Story July 13, 2007
Pulitzer Center Staff
Are we tempting fate, to start a new blog on Friday 13th? Maybe so, but then we started the Pulitzer Center on Crisis Reporting at a low point of media interest in global reporting -- and you only have to click through the Center's site for proof that great reporting is still being done, and finding outlets.
This blog is about highlighting some great international reporting, especially pieces that haven't gotten the exposure they deserve. We'll point you to useful commentary on what's gone unreported too, what to do about filling the gaps and, more broadly, what is the role of professional journalists internationally at a time when barriers of all sorts are breaking down.
One of the issues close to home for me is the role of classic foreign correspondents, stationed several years at a time in a single region, versus enterprise project reporting. By the latter I don't mean "parachute journalism," jumping in to cover a coup or earthquake or flood, but rather a considered commitment of time and resources to a specific region or topic of interest. That was traditionally the route chosen by my old newspaper, the St. Louis Post-Dispatch, and it afforded people like me the opportunity to do many in-depth projects around the world. I know we missed a lot. We were usually reliant on translators and local fixers, for example, and couldn't pretend the sort of lived knowledge that time alone can bring. What we had on the best of these projects, however, was the luxury of prolonged focus on the subject we had chosen. Post-Dispatch photographer Odell Mitchell and I got to spend six weeks traveling all over South Africa in the spring of 1990, for example, a time when most of the foreign correspondents based there were swamped with simply reporting the news. We had the opportunity to attempt a portrait of the country as a whole, at one of the most tumultuous periods in its history.
The other asset we brought to assignments like that was a fresh eye. You can say that risks naivete -- sometimes surely it does -- but it also gives you a report much closer in sensibility to that of your average reader or viewer back home.
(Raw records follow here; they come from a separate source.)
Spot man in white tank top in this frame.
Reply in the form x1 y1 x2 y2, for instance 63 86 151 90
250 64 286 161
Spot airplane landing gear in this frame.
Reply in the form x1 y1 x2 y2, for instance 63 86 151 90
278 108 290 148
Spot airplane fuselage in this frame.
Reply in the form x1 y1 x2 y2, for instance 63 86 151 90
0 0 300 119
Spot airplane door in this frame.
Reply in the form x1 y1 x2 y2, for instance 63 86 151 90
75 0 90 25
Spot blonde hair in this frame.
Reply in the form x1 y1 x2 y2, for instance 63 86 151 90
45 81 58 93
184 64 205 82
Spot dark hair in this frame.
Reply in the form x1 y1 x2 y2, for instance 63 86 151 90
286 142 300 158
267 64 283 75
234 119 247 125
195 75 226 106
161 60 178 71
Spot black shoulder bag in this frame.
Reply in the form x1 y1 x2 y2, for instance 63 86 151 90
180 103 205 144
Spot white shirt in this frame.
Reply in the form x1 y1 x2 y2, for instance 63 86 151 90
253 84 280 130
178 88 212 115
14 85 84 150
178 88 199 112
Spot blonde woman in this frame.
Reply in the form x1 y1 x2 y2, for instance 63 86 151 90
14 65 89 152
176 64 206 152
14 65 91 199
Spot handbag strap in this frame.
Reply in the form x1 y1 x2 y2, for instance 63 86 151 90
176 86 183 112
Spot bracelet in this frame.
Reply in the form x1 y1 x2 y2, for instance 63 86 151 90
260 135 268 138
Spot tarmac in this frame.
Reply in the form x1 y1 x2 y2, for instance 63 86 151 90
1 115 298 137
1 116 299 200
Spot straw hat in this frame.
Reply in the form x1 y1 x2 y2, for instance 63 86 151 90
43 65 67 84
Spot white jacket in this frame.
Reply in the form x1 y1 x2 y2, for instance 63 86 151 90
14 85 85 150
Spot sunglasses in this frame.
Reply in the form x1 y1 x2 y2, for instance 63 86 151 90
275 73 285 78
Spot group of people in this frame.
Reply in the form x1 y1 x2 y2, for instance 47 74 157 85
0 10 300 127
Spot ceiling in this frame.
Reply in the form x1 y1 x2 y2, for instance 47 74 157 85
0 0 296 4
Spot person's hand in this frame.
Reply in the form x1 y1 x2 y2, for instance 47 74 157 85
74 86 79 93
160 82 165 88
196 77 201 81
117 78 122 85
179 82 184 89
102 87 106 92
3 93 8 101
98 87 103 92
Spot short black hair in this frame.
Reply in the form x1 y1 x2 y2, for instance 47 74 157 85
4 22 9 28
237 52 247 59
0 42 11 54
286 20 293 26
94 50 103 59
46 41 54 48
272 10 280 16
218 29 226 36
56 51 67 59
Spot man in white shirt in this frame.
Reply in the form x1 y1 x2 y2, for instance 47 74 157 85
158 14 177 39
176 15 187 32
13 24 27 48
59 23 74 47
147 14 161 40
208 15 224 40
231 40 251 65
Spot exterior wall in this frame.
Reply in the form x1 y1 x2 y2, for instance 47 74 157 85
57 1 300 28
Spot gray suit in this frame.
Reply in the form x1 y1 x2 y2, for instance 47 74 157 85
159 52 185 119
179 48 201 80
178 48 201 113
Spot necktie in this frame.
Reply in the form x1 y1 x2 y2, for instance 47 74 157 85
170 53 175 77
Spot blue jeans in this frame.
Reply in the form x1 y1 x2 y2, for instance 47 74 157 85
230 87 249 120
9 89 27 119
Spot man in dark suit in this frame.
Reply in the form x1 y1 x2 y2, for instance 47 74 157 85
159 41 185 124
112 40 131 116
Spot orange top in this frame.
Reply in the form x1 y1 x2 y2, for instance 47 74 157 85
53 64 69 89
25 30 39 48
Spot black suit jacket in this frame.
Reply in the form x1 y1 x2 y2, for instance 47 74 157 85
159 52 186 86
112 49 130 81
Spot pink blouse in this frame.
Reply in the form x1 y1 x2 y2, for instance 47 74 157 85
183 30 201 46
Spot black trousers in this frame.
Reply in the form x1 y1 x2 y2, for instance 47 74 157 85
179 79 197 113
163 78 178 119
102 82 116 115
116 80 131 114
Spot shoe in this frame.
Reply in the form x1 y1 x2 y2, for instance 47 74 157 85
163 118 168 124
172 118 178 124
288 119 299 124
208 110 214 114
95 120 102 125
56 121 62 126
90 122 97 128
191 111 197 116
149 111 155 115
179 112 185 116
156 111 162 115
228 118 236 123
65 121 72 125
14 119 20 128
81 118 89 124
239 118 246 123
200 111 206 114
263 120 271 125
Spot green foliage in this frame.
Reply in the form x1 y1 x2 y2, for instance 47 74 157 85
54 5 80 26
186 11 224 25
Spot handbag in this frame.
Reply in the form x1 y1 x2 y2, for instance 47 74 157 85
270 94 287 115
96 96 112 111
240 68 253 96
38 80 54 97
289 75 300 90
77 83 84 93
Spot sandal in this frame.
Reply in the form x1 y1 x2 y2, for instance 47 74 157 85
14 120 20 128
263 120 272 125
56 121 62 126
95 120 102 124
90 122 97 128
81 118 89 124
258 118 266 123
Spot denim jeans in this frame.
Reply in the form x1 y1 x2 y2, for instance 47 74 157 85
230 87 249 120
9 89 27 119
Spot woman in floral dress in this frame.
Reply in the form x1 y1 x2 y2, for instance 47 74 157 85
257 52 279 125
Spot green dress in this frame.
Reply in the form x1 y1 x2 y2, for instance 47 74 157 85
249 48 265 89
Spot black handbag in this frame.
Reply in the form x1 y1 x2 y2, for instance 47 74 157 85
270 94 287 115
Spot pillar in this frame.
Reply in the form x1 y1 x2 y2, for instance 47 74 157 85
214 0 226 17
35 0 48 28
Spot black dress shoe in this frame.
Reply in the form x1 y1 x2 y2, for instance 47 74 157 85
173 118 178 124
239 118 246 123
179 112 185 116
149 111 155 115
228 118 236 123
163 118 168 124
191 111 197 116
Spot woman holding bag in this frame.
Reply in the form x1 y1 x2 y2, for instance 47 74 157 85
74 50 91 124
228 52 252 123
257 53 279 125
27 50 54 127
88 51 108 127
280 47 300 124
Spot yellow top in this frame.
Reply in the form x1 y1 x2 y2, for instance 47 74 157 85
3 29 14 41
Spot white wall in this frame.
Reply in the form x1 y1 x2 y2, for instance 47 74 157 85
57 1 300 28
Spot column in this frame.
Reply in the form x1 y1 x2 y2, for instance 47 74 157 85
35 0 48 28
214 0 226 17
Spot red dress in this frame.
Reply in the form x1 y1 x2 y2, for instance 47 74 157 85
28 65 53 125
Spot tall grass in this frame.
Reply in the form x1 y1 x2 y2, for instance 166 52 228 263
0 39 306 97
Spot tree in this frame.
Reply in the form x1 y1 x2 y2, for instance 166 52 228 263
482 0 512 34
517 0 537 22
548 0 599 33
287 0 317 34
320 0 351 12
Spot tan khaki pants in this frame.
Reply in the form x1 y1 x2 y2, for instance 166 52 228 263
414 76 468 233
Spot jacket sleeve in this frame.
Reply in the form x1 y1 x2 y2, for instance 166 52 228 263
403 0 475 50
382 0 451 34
You see things that the rest of us, inured by years of travel, look right through. Which brings me to several examples that crossed my inbox this month from my old colleague Bill Freivogel. Bill was deputy Washington bureau chief for the Post-Dispatch and then deputy editor of its editorial page, an award-winning journalist known for tenacious investigations and one of the best legal minds in journalism. He now directs the journalism program at Southern Illinois University Carbondale.
For all his experience Bill has not traveled much overseas -- and never to Africa, until this month, where he joined a group of SIUC colleagues for meetings with journalists in Kampala, Nairobi and Addis Ababa. He's been writing his family and friends about the experience and has agreed to let me share them here ("Letter from Murchison Falls," "Letter from Kampala," and "Letter from Nairobi" ). To me they are great arguments for the fresh eye, for the importance of remembering to report what you actually see and to never forget that energy, enthusiasm and an open mind are usually at least as important as the advance knowledge you bring to an assignment.
Let us know what you think! And give us your thoughts in general, on stories worth passing along and subjects that deserve more coverage than they're getting.
The Pulitzer Center has steadily increased its presence on the web, and especially its interactive features. Our reporting projects now routinely include blog posts from the field, we have more and more videos on YouTube, and now our Global Gateway education initiative is up and running, too. We want to bring that same immediacy, and opportunity for debate, in our discussion here.